Het strand en de monding van de Orne werden verdedigd door versterking met code Wn 08 (ook code Stp 08), bestaande uit een imposante observatie- en vuurleidingspost van 17 meter hoog voor de 1e Batterij van het 1260e Duitse Kustartillerieregiment. Deze vuurleidingspost heeft vijf verdiepingen (waarvan één ondergronds), een krachtige afstandsmeter en diverse bewakings-, communicatie-, munitie- en troepenkamers. Verschillende huizen werden verwoest om plaats te maken voor de installatie van bunkers voor Franse 155mm kanonnen (GPF mle 1917) met een bereik van 19 kilometer.
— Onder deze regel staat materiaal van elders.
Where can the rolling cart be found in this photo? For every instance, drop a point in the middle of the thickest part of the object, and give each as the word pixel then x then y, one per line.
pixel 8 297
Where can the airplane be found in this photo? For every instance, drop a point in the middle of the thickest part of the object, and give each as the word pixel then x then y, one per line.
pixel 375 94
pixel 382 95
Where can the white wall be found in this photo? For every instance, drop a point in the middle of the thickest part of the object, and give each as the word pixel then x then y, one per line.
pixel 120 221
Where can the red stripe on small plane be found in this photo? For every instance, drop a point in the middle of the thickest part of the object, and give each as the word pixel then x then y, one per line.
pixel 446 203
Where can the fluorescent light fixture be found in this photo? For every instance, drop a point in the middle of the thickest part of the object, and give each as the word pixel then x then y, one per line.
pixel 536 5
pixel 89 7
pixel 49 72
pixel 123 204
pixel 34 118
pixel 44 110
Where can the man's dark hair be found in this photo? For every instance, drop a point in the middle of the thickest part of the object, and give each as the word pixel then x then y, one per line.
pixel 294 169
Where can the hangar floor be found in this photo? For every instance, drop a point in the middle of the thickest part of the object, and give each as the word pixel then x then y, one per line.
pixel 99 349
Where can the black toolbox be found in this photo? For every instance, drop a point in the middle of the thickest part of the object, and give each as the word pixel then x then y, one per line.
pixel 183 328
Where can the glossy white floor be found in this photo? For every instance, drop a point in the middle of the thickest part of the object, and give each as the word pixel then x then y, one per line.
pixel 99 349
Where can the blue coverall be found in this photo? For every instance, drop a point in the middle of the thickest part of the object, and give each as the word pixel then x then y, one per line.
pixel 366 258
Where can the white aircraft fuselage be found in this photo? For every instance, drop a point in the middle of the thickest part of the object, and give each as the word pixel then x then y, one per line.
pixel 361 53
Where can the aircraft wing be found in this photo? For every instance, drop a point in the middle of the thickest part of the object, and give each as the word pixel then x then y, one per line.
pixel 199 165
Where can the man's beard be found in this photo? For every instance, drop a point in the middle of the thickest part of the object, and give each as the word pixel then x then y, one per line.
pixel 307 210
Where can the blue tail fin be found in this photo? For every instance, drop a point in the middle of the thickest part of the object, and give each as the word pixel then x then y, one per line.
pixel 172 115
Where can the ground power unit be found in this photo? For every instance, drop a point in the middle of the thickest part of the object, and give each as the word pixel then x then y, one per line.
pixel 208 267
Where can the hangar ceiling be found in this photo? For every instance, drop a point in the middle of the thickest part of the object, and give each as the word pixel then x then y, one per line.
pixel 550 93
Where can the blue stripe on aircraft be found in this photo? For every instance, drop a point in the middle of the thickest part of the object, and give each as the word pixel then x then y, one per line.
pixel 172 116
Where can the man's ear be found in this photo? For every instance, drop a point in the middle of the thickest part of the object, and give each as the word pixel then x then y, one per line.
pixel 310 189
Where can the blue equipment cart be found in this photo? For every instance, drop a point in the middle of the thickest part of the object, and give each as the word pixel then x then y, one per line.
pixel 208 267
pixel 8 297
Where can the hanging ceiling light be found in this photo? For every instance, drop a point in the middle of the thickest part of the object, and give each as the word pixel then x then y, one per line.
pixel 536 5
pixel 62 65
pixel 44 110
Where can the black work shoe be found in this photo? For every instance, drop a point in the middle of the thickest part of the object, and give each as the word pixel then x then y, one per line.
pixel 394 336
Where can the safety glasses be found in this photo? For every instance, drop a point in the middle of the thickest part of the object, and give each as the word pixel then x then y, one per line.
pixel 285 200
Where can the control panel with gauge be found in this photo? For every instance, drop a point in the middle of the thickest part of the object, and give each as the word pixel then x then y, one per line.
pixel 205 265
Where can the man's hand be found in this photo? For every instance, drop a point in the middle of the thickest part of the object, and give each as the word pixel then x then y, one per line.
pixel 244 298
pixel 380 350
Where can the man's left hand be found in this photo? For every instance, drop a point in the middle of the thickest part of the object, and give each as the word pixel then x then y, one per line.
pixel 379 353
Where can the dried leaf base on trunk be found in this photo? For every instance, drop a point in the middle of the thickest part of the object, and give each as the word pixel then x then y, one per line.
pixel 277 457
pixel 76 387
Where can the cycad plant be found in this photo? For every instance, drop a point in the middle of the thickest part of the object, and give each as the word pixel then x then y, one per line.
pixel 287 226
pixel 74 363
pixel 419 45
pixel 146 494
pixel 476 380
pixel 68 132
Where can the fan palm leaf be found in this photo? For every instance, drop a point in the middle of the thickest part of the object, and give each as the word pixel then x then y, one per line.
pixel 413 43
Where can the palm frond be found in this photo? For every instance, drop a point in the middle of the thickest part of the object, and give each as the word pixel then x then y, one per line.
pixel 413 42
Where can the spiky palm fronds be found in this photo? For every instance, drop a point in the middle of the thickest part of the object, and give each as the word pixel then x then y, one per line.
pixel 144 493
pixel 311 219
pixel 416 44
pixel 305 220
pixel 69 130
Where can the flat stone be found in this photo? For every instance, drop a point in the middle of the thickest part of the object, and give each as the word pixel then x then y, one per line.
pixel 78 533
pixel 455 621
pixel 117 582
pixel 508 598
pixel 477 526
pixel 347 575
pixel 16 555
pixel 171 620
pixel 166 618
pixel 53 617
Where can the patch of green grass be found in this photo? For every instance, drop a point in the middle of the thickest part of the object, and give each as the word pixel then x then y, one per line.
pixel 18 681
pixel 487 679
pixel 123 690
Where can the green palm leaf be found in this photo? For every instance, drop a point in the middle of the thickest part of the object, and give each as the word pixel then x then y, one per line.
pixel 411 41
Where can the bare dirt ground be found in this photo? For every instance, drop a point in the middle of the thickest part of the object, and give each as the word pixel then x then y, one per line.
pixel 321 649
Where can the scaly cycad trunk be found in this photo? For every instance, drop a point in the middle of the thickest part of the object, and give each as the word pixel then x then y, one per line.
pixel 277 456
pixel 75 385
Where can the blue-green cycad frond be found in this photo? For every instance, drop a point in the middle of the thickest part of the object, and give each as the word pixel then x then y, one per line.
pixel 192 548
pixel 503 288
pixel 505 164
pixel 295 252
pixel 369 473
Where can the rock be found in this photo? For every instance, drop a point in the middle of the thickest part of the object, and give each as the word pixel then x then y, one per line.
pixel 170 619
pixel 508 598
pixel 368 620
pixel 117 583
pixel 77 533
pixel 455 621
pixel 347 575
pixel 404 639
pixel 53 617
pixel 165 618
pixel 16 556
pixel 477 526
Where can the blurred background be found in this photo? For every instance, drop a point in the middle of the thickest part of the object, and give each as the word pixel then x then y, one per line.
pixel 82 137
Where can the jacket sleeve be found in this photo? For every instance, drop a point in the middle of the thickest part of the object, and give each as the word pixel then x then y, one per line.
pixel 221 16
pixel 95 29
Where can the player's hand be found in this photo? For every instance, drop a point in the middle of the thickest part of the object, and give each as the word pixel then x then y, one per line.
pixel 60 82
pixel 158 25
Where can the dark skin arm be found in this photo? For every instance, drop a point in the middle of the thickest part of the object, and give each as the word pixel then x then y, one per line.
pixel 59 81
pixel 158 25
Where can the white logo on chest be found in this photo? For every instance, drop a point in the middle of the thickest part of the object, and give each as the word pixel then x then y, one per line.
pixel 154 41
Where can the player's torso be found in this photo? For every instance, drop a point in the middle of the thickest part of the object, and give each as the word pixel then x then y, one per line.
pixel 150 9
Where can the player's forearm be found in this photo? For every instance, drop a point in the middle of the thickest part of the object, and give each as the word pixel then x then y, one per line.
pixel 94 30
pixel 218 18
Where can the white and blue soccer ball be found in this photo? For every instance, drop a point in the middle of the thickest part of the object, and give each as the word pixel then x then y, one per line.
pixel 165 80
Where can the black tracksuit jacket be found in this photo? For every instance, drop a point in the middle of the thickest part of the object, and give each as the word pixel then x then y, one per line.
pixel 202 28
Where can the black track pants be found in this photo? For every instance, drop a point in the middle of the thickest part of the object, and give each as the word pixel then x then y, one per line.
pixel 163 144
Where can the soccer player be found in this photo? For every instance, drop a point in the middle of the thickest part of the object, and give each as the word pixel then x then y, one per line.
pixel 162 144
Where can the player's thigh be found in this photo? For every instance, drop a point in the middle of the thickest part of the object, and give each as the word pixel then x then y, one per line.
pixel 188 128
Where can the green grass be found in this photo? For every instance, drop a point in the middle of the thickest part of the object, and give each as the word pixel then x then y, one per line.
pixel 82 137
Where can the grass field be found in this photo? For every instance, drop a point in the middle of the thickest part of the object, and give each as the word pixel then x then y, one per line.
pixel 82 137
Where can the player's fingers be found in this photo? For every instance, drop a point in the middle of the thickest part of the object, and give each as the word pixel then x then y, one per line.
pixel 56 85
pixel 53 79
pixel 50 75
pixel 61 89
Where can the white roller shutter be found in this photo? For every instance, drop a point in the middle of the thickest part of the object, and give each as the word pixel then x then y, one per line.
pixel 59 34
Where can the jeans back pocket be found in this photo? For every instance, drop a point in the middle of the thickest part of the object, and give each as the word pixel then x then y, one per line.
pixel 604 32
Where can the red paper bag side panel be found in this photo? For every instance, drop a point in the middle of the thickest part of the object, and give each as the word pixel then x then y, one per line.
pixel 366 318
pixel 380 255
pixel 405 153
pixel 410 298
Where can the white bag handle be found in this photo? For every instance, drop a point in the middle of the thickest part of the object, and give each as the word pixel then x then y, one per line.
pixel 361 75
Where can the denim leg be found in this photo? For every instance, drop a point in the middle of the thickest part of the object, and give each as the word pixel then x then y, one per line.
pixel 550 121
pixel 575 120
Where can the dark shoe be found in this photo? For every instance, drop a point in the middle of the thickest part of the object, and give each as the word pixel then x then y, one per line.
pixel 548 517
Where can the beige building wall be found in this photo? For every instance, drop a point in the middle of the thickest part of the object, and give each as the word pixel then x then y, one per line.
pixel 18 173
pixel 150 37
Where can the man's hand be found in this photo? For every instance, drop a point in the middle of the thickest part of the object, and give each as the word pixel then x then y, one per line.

Stp 08 wordt ondersteund door een versterkte positie, gebouwd in 1943 op het strand bij het voormalige casino Riva-Bella, door de Duitsers gecodeerd als Wn 10.
De toegang tot het zuidelijke deel van de stad wordt verdedigd door een grote Duitse versterkte positie, gecodeerd als Wn 12 (door de Britten “Daimler Batterij” genoemd), gelegen nabij de watertoren. Aanvankelijk een door paarden getrokken batterij, werd Wn 12 uiteindelijk uitgerust met vier geschutsbunkers met aangrenzende bunkers en bewapend door de 4e Batterij van het 1716e Artillerieregiment (716e Infanterieregiment) en bestond uit vier 155mm SFH 414 (f) kanonnen.
Gezien de omvang van de stad waren de geallieerden niet van plan om recht tegenover het dorp te landen, maar wilden ze eerst 1500 meter verder naar het westen voet aan de grond zetten bij La Brèche d’Hermanville (waar de bevolkingsdichtheid lager was), en vervolgens Ouistreham en de verschillende versterkingen innemen door middel van een omtrekkende beweging. De Frans-Britse commando’s van de 1e Special Service Brigade kregen de opdracht deze manoeuvre op D-Day uit te voeren.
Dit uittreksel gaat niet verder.